Figure 2.1.10.3[White to move]

As usual one can work through this problem with a search for patterns, with a look at your forcing moves, or (most plausibly) with some combination of those approaches. Thus you might start by toying with possible knight forks, or near-forks. NxB attacks Black's queen; is there a way to drag Black's king into a position that can be forked from there? There is: you can play a sequence of attacks on f8 that leave the Black king standing there at the end. (See if you can work it out; the details are below.)
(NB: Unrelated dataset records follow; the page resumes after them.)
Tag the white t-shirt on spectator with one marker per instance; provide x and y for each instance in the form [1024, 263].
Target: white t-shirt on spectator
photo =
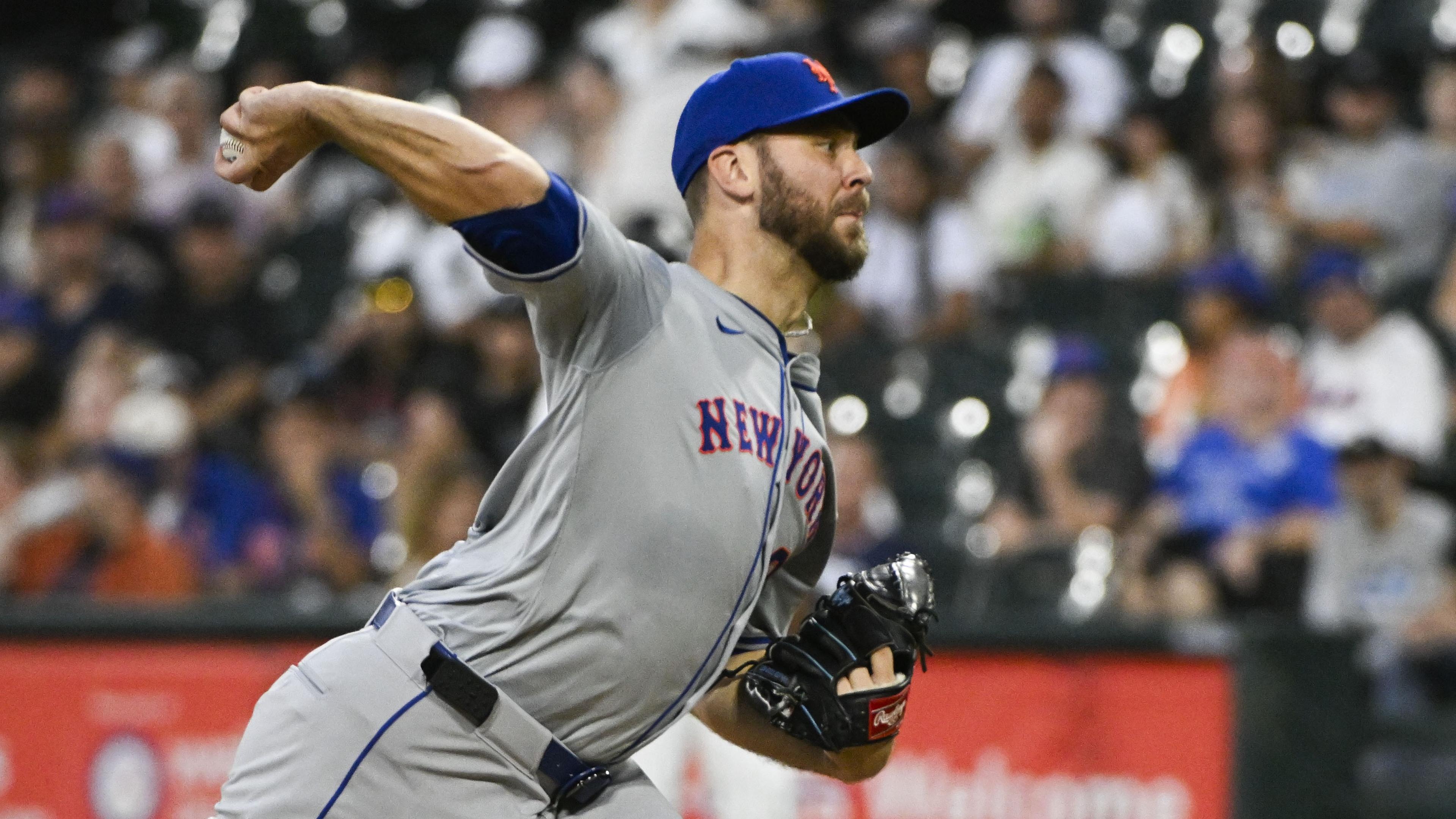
[1139, 222]
[1365, 577]
[1018, 195]
[1387, 385]
[1097, 88]
[1392, 183]
[954, 253]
Or now consider how the position comes apart as you inspect your forcing moves. Two natural ones to consider might be Nxb7, picking up a pawn, or Qf7+, safely giving check and perhaps starting to hunt the king. But White can do better, and you will see this only by considering less obvious checks and their consequences. In addition to Qf7+ White also has Qf8+. This loses the queen, as Black is required to answer with RxQ; but rather than abandon the idea, follow it through: then what check can White play? The obvious follow-up is RxR+ (exhausting the battery on the f-file), and again the response is forced: KxR. The result of this sequence will have been the loss of White’s queen and rook in return for Black’s rook, but also—and most importantly—the movement of Black’s king to f8. Black’s king and queen would then be on dark squares; NxB+ forks them, and after winning the queen White has gained a piece (the bishop captured by the knight).